Un manifestant, Luis Martinez, 19 ans, qui tenait une pancarte disant «Aucun être humain n'est illégal», a déclaré au Dallas Morning News: «C'est juste quelque chose de drastique, quelque chose qu'on ne voit pas tous les jours à Allen, dans le comté de Collin.»

Selon les médias, l'ICE avait été informé que l'entreprise CVE employait des travailleurs avec des documents I-9 faux(Formulaire I-9, vérification d'admissibilité à l'emploi). Au cours de l'année écoulée, l'agence a procédé à la vérification des dossiers de l'entreprise afin de déceler les irrégularités.

L'arrestation massive de travailleurs, mercredi, par l'ICE est la plus importante du genre depuis une rafle effectuée en 2008 par cette agence sur un abattoir de l'Iowa, qui a entraîné 398 arrestations. Elle fait également suite à une rafle similaire dans la ville de Sumner, au nord-est du Texas, dans une usine de fabrication de remorques en août 2018, où 159 travailleurs immigrés ont été arrêtés.

Une déclaration de l'ICE de janvier 2019 se vantait que les rafles massives de travailleurs immigrés sont la «nouvelle norme».

Le WSWS indiquait en mars: «Le nombre d'entreprises ciblées pour les enquêtes sur le lieu de travail a augmenté de plus de 300 % au cours de la dernière année seulement. En 2018, Homeland Security Investigations (HSI) a ouvert 6848 enquêtes sur les lieux de travail, comparativement à

1 691 en 2017, selon un communiqué de presse du Service de l'immigration et des douanes. Newsweek a rapporté que depuis 2016, il y a eu une augmentation de 650% des arrestations sur le lieu de travail par l'ICE.»
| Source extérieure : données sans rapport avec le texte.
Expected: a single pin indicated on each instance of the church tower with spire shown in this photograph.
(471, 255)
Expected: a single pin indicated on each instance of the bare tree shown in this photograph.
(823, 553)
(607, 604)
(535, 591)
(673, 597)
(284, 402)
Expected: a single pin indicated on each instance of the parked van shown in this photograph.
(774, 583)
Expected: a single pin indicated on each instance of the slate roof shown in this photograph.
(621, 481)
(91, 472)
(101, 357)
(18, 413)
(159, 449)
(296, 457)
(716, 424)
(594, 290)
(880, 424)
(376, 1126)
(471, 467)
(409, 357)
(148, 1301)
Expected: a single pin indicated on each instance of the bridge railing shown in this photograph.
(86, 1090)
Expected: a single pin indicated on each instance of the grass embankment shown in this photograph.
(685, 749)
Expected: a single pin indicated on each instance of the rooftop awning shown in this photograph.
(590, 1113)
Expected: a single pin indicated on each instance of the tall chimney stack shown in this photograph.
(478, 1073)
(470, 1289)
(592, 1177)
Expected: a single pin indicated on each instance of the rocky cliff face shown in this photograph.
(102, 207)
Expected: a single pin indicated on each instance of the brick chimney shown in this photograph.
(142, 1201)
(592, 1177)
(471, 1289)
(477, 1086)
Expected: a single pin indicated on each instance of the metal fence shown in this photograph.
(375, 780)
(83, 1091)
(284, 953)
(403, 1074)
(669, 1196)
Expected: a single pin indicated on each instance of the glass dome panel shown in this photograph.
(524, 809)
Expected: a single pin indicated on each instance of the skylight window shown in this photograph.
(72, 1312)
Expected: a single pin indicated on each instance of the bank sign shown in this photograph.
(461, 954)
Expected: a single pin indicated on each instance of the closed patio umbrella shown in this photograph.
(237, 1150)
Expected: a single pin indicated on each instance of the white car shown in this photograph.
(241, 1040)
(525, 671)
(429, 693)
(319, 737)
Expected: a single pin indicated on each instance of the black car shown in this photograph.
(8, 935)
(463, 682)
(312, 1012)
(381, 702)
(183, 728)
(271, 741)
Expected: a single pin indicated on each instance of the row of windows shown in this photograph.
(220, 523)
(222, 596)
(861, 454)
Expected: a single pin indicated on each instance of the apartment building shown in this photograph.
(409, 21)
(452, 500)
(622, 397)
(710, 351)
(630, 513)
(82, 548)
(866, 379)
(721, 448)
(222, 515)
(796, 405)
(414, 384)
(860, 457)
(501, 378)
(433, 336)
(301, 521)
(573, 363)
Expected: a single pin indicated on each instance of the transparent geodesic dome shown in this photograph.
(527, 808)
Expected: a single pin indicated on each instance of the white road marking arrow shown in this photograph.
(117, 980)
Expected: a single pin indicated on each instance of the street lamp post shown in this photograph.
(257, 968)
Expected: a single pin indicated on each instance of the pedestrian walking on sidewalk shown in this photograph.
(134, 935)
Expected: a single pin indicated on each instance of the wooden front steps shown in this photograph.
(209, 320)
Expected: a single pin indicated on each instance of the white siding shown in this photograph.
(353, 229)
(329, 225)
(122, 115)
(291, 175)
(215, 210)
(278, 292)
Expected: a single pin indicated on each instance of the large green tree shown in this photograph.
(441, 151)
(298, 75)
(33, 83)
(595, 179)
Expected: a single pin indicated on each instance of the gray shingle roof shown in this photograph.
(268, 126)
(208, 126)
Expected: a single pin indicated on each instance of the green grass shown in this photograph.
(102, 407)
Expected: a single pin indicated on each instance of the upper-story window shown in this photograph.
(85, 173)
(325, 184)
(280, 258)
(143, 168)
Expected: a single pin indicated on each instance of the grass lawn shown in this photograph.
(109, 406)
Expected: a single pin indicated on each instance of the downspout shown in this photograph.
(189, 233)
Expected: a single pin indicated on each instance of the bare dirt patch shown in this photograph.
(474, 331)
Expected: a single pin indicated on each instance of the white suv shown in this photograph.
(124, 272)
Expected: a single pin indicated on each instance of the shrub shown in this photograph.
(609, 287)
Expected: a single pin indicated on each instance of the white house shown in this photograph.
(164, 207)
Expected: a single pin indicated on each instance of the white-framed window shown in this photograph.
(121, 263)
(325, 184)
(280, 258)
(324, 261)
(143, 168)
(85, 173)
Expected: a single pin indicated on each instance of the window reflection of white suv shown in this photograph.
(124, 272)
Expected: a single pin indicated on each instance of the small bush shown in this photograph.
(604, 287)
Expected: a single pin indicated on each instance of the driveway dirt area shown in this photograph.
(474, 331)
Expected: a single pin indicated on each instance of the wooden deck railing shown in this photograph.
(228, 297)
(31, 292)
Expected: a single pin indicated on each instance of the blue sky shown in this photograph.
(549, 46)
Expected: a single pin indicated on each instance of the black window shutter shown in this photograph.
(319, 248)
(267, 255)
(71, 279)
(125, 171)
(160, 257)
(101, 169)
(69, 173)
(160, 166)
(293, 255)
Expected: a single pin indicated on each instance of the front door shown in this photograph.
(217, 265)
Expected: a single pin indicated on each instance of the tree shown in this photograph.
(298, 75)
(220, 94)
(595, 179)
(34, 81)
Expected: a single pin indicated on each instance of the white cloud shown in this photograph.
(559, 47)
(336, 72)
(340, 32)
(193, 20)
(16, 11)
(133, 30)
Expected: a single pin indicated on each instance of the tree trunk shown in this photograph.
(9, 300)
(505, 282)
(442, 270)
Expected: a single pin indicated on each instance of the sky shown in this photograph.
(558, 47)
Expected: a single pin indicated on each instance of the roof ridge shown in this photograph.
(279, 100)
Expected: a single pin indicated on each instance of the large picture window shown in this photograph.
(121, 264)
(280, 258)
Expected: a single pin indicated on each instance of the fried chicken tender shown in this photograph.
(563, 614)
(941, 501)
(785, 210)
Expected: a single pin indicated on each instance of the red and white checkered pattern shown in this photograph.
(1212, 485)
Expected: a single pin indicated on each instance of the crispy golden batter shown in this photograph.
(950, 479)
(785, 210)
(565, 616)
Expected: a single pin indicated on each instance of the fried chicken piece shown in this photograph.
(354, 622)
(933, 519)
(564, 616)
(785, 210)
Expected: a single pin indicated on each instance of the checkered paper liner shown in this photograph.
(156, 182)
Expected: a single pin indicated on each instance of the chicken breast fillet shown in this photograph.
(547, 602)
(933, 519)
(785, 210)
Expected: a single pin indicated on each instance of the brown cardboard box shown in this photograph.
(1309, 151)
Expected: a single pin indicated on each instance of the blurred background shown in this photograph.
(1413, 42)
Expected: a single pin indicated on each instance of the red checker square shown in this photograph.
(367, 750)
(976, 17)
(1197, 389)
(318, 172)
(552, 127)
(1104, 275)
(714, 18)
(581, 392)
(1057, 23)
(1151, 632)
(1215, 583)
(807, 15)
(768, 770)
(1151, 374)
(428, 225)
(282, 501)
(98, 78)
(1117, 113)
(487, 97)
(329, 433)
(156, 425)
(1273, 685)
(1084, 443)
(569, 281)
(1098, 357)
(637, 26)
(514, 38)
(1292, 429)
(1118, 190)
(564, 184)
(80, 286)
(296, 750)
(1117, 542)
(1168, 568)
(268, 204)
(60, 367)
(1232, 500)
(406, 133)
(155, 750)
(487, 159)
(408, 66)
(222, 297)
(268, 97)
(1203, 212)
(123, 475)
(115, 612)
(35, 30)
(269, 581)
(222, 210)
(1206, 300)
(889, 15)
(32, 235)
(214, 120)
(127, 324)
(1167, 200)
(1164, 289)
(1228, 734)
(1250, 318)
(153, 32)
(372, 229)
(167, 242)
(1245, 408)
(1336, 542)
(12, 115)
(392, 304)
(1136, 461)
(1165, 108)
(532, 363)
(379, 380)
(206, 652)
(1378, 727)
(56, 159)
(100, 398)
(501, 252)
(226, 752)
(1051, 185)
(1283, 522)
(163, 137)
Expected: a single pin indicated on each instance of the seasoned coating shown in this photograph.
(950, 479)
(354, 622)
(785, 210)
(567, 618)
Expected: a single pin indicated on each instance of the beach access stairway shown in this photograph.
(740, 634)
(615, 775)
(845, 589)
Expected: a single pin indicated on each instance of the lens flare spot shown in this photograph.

La dernière opération terroriste de l'ICE marque une escalade de l'agression de l'administration Trump contre la population immigrée. En février de cette année, 77.000 personnes ont été arrêtées alors qu'elles tentaient de franchir la frontière sud, soit le nombre le plus élevé depuis 2009. La plupart des personnes détenues étaient originaires du Guatemala, du Honduras et d'El Salvador, y compris de nombreux mineurs non accompagnés.

Les travailleurs immigrés détenus par l'ICE risquent l'emprisonnement sans procédure régulière, la déportation vers des pays dévastés par l'impérialisme américain et gouvernés par des régimes criminels, la séparation des enfants de leurs parents, des centres de détention de type camp de concentration, des gardes abusifs et d'autres formes arbitraires de punition. Ce spectacle d'horreur est réalisé avec le soutien des démocrates et des républicains.

La semaine dernière, le président Trump a interrompu l'aide étrangère au Salvador, au Honduras et au Guatemala en représailles au supposé fait que ces pays n'ont pas voulu endiguer la vague d'immigration vers les États-Unis. Elle a été suivie d'une menace de fermeture de la frontière américaine avec le Mexique.

L'administration Trump est en train de fomenter la xénophobie anti-immigrés pour alimenter sa base d'extrême droite, y compris dans la police et l'armée.

Ces forces d'extrême droite sont mobilisées pour s'emparer de l'infrastructure d'Etat policier qui a été érigée pour terroriser la population immigrée, et l'utiliser contre la classe ouvrière au moment où les travailleurs s'engagent dans la lutte contre le capitalisme.